What Did I Do to Deserve This?
- Well my friends, it is not what you did but who you stood next to.
- You mean I could get neurotic just standing next to my father or mother?
- Yes, yes. But allow me to explain.
People exude who they are from every pore of their being. I mean that literally. An uptight, tense mother radiates her repression. An angry father radiates his anger. They don't have to “do” anything; just be. But it is worse than that. When their underlying feelings show themselves we sensed we were right to avoid them or be very careful around them. They distort our words, detour our natural movements and disapprove almost everything we do, not by words but by those looks. And worse, when they show no emotion, a child next door almost drowning, we know that feelings are what we keep to ourselves. The point is that even before we have words a child is undergoing a lifetime of experience. And the earlier the more impactful. It should be obvious; those early experiences that directly affect breathing, digestion and elimination are going to do a lot of damage and will last a lifetime.
Secondly, those experiences that lie on the feeling level will certainly inhibit later access to our feelings.
But now look at this: Our genes form the matrix of later life; that much we agree on. But there are epigenes, severe experiences that build a new “genetic” base called epigenetics and they get imprinted and compounded, change or distort the evolution of our genes.
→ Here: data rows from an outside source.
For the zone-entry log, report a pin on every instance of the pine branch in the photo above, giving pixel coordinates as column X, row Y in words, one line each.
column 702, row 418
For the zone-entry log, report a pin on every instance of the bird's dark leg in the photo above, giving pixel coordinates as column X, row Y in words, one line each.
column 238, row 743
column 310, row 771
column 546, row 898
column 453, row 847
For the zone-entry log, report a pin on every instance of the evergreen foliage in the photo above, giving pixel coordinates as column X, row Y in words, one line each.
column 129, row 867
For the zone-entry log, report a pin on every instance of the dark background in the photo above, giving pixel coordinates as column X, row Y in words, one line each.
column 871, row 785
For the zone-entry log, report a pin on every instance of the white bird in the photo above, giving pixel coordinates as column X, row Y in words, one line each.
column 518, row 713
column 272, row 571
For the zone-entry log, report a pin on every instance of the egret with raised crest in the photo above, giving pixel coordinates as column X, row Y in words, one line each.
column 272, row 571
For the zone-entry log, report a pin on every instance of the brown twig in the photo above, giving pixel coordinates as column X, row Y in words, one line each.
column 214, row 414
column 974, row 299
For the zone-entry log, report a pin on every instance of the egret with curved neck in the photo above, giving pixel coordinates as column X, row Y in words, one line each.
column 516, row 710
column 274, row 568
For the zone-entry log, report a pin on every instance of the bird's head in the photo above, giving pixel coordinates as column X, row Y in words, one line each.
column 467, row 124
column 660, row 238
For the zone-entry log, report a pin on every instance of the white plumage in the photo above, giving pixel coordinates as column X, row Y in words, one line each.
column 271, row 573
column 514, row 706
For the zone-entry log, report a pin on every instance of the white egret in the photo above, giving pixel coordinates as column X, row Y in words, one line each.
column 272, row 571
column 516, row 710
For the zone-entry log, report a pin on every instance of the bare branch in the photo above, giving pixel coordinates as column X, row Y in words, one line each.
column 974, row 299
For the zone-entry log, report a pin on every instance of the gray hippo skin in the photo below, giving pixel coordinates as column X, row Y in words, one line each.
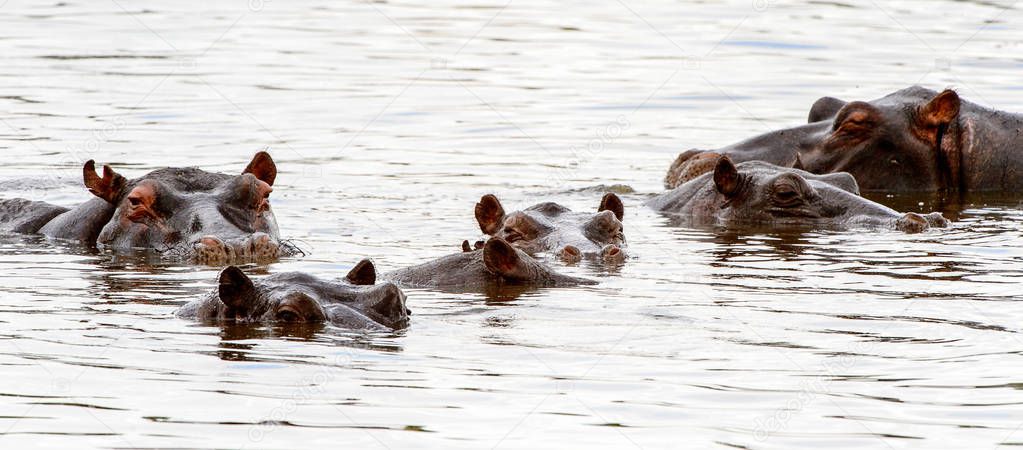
column 209, row 218
column 297, row 298
column 757, row 193
column 497, row 263
column 913, row 140
column 551, row 227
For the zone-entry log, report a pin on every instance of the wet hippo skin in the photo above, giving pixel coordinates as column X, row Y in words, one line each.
column 551, row 227
column 913, row 140
column 756, row 193
column 187, row 213
column 356, row 302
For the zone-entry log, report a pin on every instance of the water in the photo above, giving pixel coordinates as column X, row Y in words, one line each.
column 389, row 120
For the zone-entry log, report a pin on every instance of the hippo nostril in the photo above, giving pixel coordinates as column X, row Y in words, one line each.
column 570, row 254
column 612, row 253
column 211, row 241
column 913, row 223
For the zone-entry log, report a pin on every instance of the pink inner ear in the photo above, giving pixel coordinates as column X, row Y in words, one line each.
column 263, row 168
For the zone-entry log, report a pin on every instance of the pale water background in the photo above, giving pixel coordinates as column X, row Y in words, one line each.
column 389, row 120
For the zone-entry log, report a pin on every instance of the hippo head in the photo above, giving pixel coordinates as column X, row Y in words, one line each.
column 906, row 141
column 758, row 193
column 549, row 226
column 210, row 218
column 296, row 298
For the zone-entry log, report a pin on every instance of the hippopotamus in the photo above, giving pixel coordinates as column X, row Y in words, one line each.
column 210, row 218
column 757, row 193
column 497, row 263
column 913, row 140
column 551, row 227
column 355, row 302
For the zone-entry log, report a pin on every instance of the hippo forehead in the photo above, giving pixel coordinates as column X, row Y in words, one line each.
column 549, row 209
column 280, row 284
column 763, row 171
column 185, row 179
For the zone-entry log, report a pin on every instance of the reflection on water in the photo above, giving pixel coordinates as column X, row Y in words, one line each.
column 390, row 120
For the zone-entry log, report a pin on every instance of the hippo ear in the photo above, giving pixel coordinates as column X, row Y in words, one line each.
column 363, row 273
column 825, row 107
column 942, row 109
column 726, row 177
column 106, row 187
column 236, row 290
column 489, row 214
column 263, row 168
column 613, row 204
column 501, row 259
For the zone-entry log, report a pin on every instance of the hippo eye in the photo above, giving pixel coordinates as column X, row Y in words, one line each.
column 787, row 196
column 512, row 235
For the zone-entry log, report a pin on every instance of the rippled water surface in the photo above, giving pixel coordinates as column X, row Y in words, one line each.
column 389, row 120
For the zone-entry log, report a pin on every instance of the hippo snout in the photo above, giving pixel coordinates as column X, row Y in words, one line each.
column 916, row 223
column 912, row 223
column 570, row 254
column 612, row 253
column 214, row 251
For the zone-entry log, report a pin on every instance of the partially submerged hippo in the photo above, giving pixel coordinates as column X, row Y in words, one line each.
column 915, row 139
column 756, row 193
column 297, row 298
column 551, row 227
column 207, row 217
column 495, row 264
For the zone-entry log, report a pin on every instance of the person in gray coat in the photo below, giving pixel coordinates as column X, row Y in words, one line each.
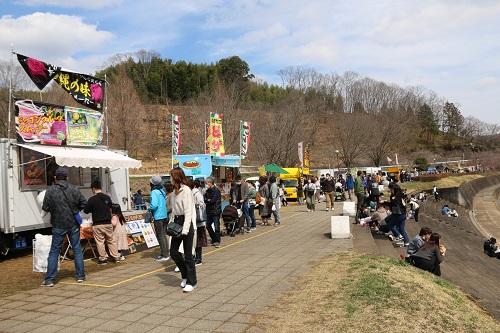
column 264, row 208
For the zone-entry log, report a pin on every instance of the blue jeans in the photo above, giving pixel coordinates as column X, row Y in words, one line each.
column 251, row 213
column 245, row 212
column 214, row 219
column 397, row 225
column 58, row 235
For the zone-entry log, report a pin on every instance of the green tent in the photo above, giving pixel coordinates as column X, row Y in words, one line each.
column 275, row 168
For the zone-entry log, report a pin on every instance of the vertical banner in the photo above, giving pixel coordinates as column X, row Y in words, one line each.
column 244, row 138
column 306, row 160
column 215, row 138
column 207, row 133
column 176, row 135
column 262, row 171
column 40, row 72
column 301, row 153
column 85, row 89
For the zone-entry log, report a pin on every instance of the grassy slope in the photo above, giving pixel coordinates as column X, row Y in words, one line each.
column 354, row 293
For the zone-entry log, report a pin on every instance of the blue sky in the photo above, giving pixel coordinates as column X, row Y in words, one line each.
column 451, row 47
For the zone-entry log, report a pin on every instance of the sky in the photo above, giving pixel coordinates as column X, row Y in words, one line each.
column 451, row 47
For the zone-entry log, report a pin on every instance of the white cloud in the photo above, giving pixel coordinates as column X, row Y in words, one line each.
column 56, row 39
column 88, row 4
column 448, row 46
column 486, row 83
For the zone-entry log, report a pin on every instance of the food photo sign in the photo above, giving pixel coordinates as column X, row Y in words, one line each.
column 194, row 165
column 49, row 124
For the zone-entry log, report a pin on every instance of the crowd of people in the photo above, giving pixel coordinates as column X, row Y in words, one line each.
column 197, row 207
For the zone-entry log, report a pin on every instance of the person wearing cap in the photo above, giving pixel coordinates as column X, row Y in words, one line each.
column 158, row 207
column 138, row 200
column 63, row 200
column 100, row 206
column 240, row 199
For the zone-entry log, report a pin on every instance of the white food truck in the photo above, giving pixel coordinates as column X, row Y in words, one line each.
column 28, row 168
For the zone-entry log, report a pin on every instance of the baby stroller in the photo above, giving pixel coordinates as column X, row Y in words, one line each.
column 232, row 218
column 339, row 193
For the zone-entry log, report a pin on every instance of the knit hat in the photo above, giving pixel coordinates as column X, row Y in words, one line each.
column 155, row 180
column 61, row 172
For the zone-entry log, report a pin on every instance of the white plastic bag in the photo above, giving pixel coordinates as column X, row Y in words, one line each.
column 41, row 249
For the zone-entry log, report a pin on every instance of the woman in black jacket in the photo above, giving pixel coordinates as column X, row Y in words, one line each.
column 430, row 255
column 397, row 220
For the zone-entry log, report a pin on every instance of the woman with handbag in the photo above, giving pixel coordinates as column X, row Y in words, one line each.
column 184, row 213
column 201, row 218
column 264, row 208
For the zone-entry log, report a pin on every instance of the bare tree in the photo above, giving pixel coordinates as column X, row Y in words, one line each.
column 125, row 115
column 388, row 132
column 350, row 135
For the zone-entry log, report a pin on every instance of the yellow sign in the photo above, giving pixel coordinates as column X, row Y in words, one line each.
column 262, row 171
column 215, row 139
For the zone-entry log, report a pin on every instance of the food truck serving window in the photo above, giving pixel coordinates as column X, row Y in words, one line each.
column 37, row 171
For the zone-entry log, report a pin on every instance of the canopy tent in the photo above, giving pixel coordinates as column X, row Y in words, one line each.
column 275, row 168
column 85, row 157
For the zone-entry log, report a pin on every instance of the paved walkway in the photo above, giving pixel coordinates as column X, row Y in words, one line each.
column 242, row 278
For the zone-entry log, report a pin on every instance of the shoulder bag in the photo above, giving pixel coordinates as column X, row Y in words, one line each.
column 174, row 227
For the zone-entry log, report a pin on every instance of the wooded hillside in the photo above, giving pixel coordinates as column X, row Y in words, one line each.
column 364, row 119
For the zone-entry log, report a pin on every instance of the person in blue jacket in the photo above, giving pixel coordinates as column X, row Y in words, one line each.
column 158, row 207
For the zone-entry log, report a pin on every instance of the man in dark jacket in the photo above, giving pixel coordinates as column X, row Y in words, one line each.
column 100, row 207
column 63, row 201
column 213, row 201
column 329, row 190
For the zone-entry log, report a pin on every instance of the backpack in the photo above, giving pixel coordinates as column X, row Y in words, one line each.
column 490, row 247
column 258, row 198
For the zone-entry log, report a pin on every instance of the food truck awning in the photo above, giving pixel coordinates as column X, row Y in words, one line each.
column 85, row 157
column 228, row 161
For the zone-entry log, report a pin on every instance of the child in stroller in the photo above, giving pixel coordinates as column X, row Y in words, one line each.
column 233, row 220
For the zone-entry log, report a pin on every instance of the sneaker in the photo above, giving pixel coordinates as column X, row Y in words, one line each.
column 189, row 288
column 47, row 283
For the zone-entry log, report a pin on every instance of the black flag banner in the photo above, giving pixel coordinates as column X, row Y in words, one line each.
column 41, row 73
column 85, row 89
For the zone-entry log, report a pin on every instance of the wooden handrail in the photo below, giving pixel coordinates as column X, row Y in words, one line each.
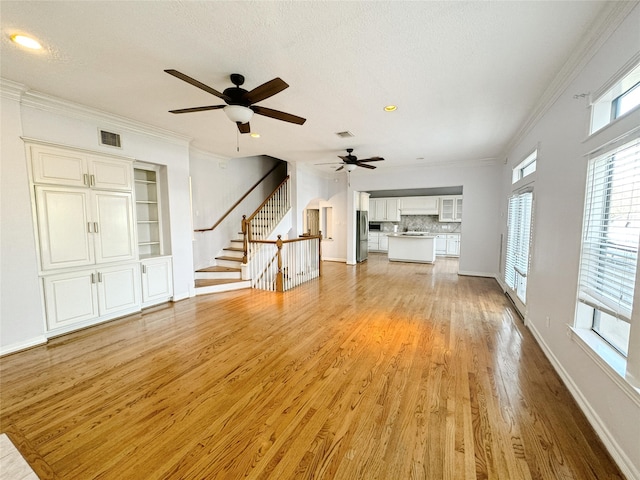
column 279, row 243
column 239, row 201
column 300, row 239
column 275, row 190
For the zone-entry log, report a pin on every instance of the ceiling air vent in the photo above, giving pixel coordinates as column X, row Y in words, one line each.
column 110, row 139
column 345, row 134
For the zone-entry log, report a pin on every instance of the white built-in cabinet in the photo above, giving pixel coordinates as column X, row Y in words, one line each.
column 85, row 222
column 450, row 209
column 384, row 210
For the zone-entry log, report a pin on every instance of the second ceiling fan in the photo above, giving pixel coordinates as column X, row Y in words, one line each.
column 351, row 161
column 240, row 102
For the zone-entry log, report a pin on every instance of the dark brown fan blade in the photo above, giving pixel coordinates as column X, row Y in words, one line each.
column 285, row 117
column 265, row 90
column 198, row 84
column 197, row 109
column 364, row 165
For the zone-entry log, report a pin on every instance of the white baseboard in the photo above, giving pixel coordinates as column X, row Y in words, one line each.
column 16, row 347
column 619, row 456
column 333, row 259
column 467, row 273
They then become “inherited.” We too often distort this with our genetic heritage, but those experiences are long duration and largely impervious to later events. They become a meld of genes and epigenes. Instead of saying, “she looks and acts just like her mother,” we need to say, “her mother was “infected” with neurosis, which got imprinted into the system of the offspring. And now…..she is just as hyperactive and ADD as her distracted and hyperactive mother.
In other words the infant who is being carried has caught what could be a fatal disease: neurosis, the same one lying inside the mother. The baby will reflect the internal life of the mother and that is what will be imprinted inside him and last a lifetime. Why? Because this is what had been learned in order to adapt and adjust. No words, no reprimands, no social neglect; just who she is, does it all. Look at the work of The Association for Psychological Science. (Feb 3 2014). (see http://www.psychologicalscience.org/index.php/news/releases/for-infants-stress-may-be-caught-not-taught.html) They discuss emotional synchrony. The baby is learning how to manage the incoming stress of the mother. They did studies of several different mothers who gave a talk with a different audience—one approving, one neutral and one not approving. Guess what?
The 14 month old babies reflected what happened. Differences in heart rate and a greater stress response in those children of mothers who had disapproval. The children “learned” through some kind of osmosis. The were inculcated by the mother’s emotional state. Now imagine that the baby and mother are one, where the baby lives inside the mother. The influences are far more impactful.
You see, you do not need to yell at the child; all you need to do as a mother, is be around the child and the damage can be done. Picked up early that my parents were emotionally removed. So I never even thought to tell them that a wave hit me and I almost drowned but someone saved me. Those vibes get picked up very early in our lives.
So what gets transmitted? Odor, facial expression. Lack of feeling, body movements and on and on. All of the parent is transmitted to the child. And the child never says to himself, “I guess that’s the way it is, “ cause that is the way it is. Too often we are completely unconscious of it all. We live as we always have in a state without acknowledgment of that is just the way it is.
All this to say that our early environment weighs heavily on this and can drive our behavior. In an article by the Cold Spring Harbor Laboratory, they found that unique experiences in the womb may give a more profound effect on epigenetic factors that influence health later on. And though fraternal twins share a womb there is also the difference in the structures of the umbilical cord and placenta which play an important role. They found that even in identical twins there can be great differences in the methylation patterns between them. (see a preview of a Scientific American article on this topic: http://www.scientificamerican.com/article/what-makes-each-brain-unique/)
So you say to yourself, “Did I inherit my mother’s craziness?” and the answer could be, “Yes.” But not in the usual sense of inheritance. Rather, who she was, hyperactive (or depressed and down) while carrying, left you with a neurotic inheritance which still shaped your life.
So is it life-long? I believe we can reverse some of it in our therapy and we shall test it soon, but I also believe that the earlier and stronger the imprint the less likely it can be reversed. The best we can do is love and hold the child right after birth and thereafter. The best way to reverse the imprint is through the slow, methodical process of therapy where the least pains can be integrated first. Finally descending to the great early traumas and the measuring the results. In other words, we need to trust nature and all its processes; chemical reversal is far too general and non-specific to each trauma. It is a shotgun when we need a scoped rifle. We need nature as a reference. It is when we leave nature behind that need the reference of statistics; never as good as nature itself.
All those childhood studies that think it is early childhood that is to blame, which it is, in a sense, need to convert their work to earlier times if they want to be accurate.